Qui s’arma contre vous était mon homicide,

J’allais par mon trépas expier mon péché,

Si cet ami courtois ne m’en eût empêché.

Il m’a quitté ses droits, m’a cédé Bradamante,

Pourvu qu’à mon rappel ma Déesse consente

Et que ma repentance efface mon forfait.

BRADAMANTE.

Je donne au repentir l’offense qu’on me fait.

Oui, malgré la douleur que vous m’avez causée,

À vous la pardonner je me sens disposée,

Pourvu que sur l’espoir d’en être ainsi traité,

Vous n’abusiez jamais de ma facilité.

ROGER.

Si je vous fâche encor, je n’attends plus de grâce.

BRADAMANTE.

Bien donc, que du passé le souvenir s’efface,

Et qu’il me soit permis avec toute la Cour,

De ressentir le bien de votre heureux retour.

CHARLES.

Il faut sans retarder que leur peine finisse,

Il est temps désormais que ce cœur s’amollisse.

Aymon, votre rigueur ne saurait plus durer,

Et votre ambition n’a rien à désirer.

Si toutes les raisons ordonnent qu’on marrie,

Sa chère Bradamante au Roi de Bulgarie.

Vous opposerez-vous au bien qu’elle en reçoit ?

Car aspirer plus haut, c’est plus qu’elle ne doit.

Vous recevez du Ciel un Roi pour votre gendre.

Fut-il à votre choix, pouviez-vous mieux prétendre ?

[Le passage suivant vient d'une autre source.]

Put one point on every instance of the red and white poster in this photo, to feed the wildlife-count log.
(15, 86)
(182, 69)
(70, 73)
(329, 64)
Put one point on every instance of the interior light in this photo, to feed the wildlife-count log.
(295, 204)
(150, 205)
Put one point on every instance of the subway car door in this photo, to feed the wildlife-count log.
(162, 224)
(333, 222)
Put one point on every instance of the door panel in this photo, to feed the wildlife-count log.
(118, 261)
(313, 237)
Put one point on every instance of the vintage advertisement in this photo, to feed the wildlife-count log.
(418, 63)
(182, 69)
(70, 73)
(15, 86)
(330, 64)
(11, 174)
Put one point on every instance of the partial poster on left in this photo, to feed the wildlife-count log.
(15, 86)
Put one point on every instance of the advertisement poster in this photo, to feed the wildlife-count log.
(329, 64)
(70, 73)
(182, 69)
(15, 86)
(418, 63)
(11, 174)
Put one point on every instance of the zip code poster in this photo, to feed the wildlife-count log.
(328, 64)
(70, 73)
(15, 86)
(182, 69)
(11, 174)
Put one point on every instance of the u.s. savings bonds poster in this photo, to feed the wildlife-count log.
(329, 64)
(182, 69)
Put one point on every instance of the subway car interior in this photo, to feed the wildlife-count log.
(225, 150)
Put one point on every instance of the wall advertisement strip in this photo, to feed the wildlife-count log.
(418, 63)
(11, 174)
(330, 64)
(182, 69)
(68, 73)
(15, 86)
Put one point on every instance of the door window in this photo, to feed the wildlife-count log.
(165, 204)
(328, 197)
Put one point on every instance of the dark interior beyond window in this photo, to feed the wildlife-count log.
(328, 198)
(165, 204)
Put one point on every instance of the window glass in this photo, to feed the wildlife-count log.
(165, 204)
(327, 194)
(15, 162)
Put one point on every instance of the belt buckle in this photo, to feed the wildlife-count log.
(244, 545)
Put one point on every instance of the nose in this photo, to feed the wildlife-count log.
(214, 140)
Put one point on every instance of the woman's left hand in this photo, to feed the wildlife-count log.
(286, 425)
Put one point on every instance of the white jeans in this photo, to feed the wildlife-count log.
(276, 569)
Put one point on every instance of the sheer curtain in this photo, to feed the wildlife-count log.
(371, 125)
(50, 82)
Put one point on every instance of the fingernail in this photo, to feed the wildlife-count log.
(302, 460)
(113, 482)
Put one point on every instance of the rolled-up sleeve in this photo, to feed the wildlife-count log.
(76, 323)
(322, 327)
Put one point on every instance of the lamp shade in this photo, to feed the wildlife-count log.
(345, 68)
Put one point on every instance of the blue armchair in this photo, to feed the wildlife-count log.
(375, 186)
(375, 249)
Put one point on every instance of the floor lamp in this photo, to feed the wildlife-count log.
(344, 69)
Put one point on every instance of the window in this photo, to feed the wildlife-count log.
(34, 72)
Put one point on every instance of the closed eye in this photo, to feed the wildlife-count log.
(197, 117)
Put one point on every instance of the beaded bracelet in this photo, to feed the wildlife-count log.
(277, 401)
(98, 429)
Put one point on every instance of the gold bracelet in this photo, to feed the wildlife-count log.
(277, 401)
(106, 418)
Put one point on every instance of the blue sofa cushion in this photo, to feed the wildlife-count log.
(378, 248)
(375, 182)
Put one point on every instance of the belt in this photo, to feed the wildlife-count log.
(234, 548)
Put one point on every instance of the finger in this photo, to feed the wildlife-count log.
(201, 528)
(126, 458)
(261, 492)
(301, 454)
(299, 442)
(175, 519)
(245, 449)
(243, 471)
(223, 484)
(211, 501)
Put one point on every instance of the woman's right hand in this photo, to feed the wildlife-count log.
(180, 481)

Outre tant de vertus qui le font admirer.

RENAUD.

C’est le plus grand bonheur qui se puisse espérer,

Et si vous remarquez un si grand avantage,

Vous serez obligé de changer de courage,

Outre que Bradamante a de l’amour pour lui.

LÉON.

Il faut que leur bonheur s’accomplisse aujourd’hui.

Approuvez sans regret ce que le ciel ordonne.

AYMON.

Je n’ai besoin ici du conseil de personne,

Vous prêchez vainement un homme résolu.

Je veux ce que le Ciel et les miens ont voulu.

Je consens que Roger épouse Bradamante,

Ce n’est pas qu’ébloui d’une pourpre éclatante,

Sa nouvelle grandeur me le fasse estimer,

Mais c’est pour sa vertu qui m’oblige à l’aimer.

ROGER.

Ô favorable arrêt ! dont mon âme est ravie,

Mais je n’attends de vous que celui de ma vie,

Prononcez-le, Madame, et ne permettez pas,

Que deux mots seulement me donnent le trépas.

BRADAMANTE.

Je crois que mon devoir m’oblige à reconnaître

Les bonnes volontés, que vous faites paraître.

Puis donc que mes parents l’ont ainsi résolu,

Je ne m’oppose point à ce qu’ils ont voulu,

Leurs volontés me sont des lois inviolables.

CHARLES.

Ô que cette franchise a des traits aimables !

Que ce discours me plaît, allons donc de ce pas,

Et que votre bonheur ne se diffère pas.

Que le Ciel vous unisse avec autant de joie,

Que je ressens ma part du bien qu’il vous envoie.

LÉON.

Je vais parmi leurs biens me repaître d’espoir.

Mais je suis trop heureux ayant fait mon devoir.